The advantage of this appraoch is that the regular expression is quite simple and straight forward and the entire code is quite concise as one read.pattern statement does it all:
Note: We used this for Lines:
Lines <- "1073744023 525 East 68th Street, New York, NY 10065, USA
1073744022 270 Park Avenue, New York, NY 10017, USA
1073744025 Rockefeller Center, 50 Rockefeller Plaza, New York, NY 10020, USA
1073744024 1251 Avenue of the Americas, New York, NY 10020, USA
1073744021 1301 Avenue of the Americas, New York, NY 10019, USA
1073744026 44 West 45th Street, New York, NY 10036, USA"
Split the data
ss <- strsplit(data,",")`
Then
n <- sapply(s,len)
will give the number of elements (so you can work backward). Then
mapply(ss,"[[",n)
gives you the last element. Or you could do
sapply(ss,tail,1)
to get the last element.
To get the second-to-last (or more generally) you need
sapply(ss,function(x) tail(x,2)[1])
Here's an approach using a the tidyr package. Personally, I'd just split the whole thing into all the various elements using just the tidyr package's extract. This uses regex but in a different way than you asked for.
library(tidyr)
extract(x, address, c("address", "city", "state", "zip", "state"),
"([^,]+),\\s([^,]+),\\s+([A-Z]+)\\s+(\\d+),\\s+([A-Z]+)")
## locationid address city state zip state
## 1 1073744023 525 East 68th Street New York NY 10065 USA
## 2 1073744022 270 Park Avenue New York NY 10017 USA
## 3 1073744025 50 Rockefeller Plaza New York NY 10020 USA
## 4 1073744024 1251 Avenue of the Americas New York NY 10020 USA
## 5 1073744021 1301 Avenue of the Americas New York NY 10019 USA
## 6 1073744026 44 West 45th Street New York NY 10036 USA
Her'es a visual explanation of the regular expression taken from http://www.regexper.com/:
I think you want something like this.
> x <- "1073744026 44 West 45th Street, New York, NY 10036, USA"
> regmatches(x, gregexpr('^[^,]+, *\\K[^,]+', x, perl=T))[[1]]
[1] "New York"
> regmatches(x, gregexpr('^[^,]+, *[^,]+, *[^,]+, *\\K[^\n,]+', x, perl=T))[[1]]
[1] "USA"
Regex explanation:
^ Asserts that we are at the start.
[^,]+ Matches any character but not of , one or more times. Change it to [^,]* if your dataframe contains empty fields.
, Matches a literal ,
<space>* Matches zero or more spaces.
\K discards previously matched characters from printing. The characters matched by the pattern following \K will be shown as output.
How about this pattern :
,\s(?<city>[^,]+?),\s(?<shortCity>[^,]+?)(?i:\d{5},)(?<country>\s.*)

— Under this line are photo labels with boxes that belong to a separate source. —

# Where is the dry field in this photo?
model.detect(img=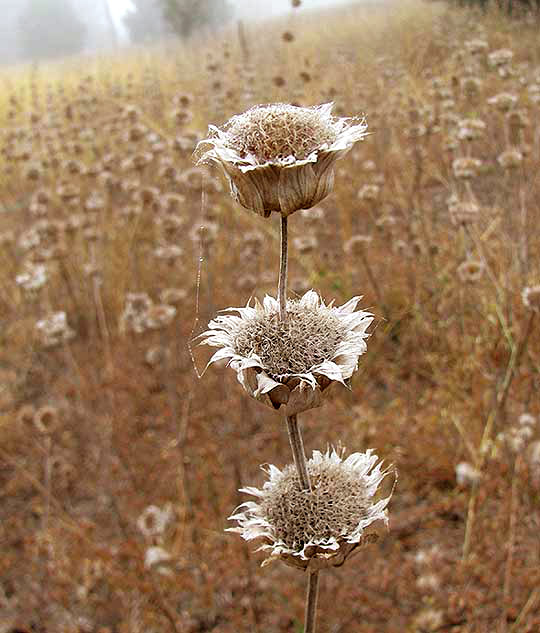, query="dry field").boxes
[0,2,540,633]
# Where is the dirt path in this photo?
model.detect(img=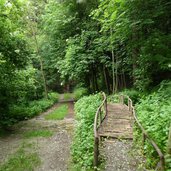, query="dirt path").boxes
[0,102,75,171]
[101,139,145,171]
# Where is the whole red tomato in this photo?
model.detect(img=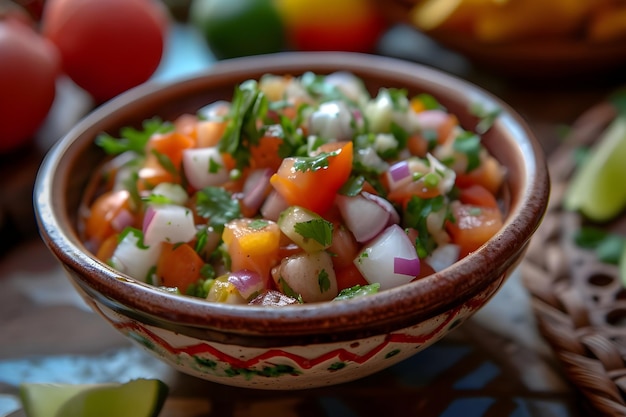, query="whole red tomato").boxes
[41,0,167,102]
[0,18,59,153]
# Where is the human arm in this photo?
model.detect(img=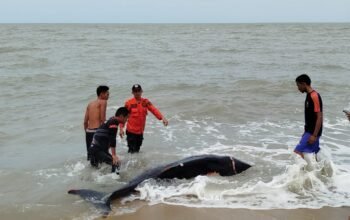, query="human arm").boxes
[308,112,323,144]
[146,99,169,126]
[84,106,89,131]
[111,147,119,165]
[100,100,107,125]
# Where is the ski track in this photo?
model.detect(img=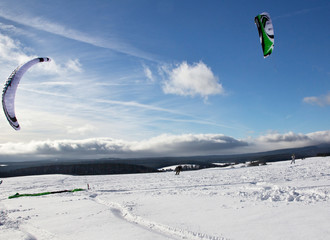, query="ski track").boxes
[90,194,228,240]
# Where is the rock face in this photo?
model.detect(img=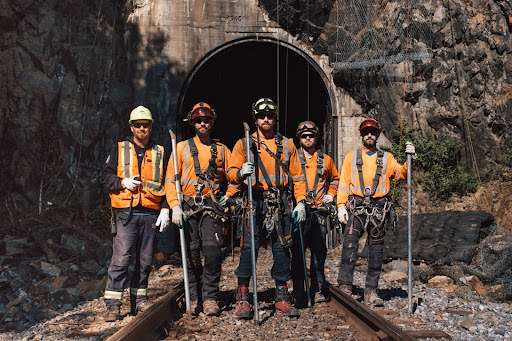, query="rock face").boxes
[0,0,512,214]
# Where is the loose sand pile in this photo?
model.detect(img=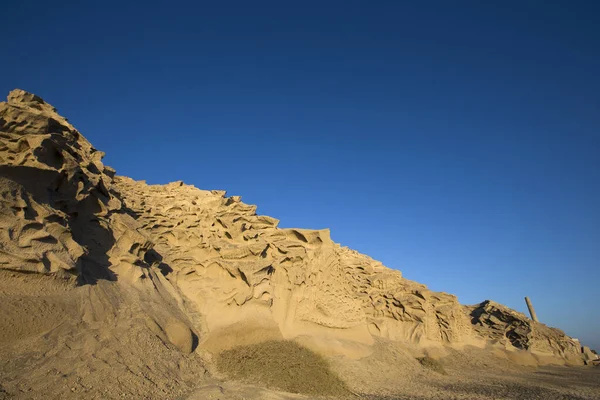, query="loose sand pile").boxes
[0,90,600,399]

This pattern will match this three groups:
"group": "city", "value": "New York"
"group": "shortCity", "value": "NY "
"group": "country", "value": " USA"
Using rex to construct the regular expression may make this type of task a little simpler.
x <- data.frame(
locationid = c(
1073744023,
1073744022,
1073744025,
1073744024,
1073744021,
1073744026
),
address = c(
'525 East 68th Street, New York, NY 10065, USA',
'270 Park Avenue, New York, NY 10017, USA',
'Rockefeller Center, 50 Rockefeller Plaza, New York, NY 10020, USA',
'1251 Avenue of the Americas, New York, NY 10020, USA',
'1301 Avenue of the Americas, New York, NY 10019, USA',
'44 West 45th Street, New York, NY 10036, USA'
))
library(rex)
sep <- rex(",", spaces)
re <-
rex(
capture(name = "address",
except_some_of(",")
),
sep,
capture(name = "city",
except_some_of(",")
),
sep,
capture(name = "state",
uppers
),
spaces,
capture(name = "zip",
some_of(digit, "-")
),
sep,
capture(name = "country",
something
))
re_matches(x$address, re)
#> address city state zip country
#>1 525 East 68th Street New York NY 10065 USA
#>2 270 Park Avenue New York NY 10017 USA
#>3 50 Rockefeller Plaza New York NY 10020 USA
#>4 1251 Avenue of the Americas New York NY 10020 USA
#>5 1301 Avenue of the Americas New York NY 10019 USA
#>6 44 West 45th Street New York NY 10036 USA
This regular expression will also handle 9 digit zip codes (12345-1234) and countries other than USA.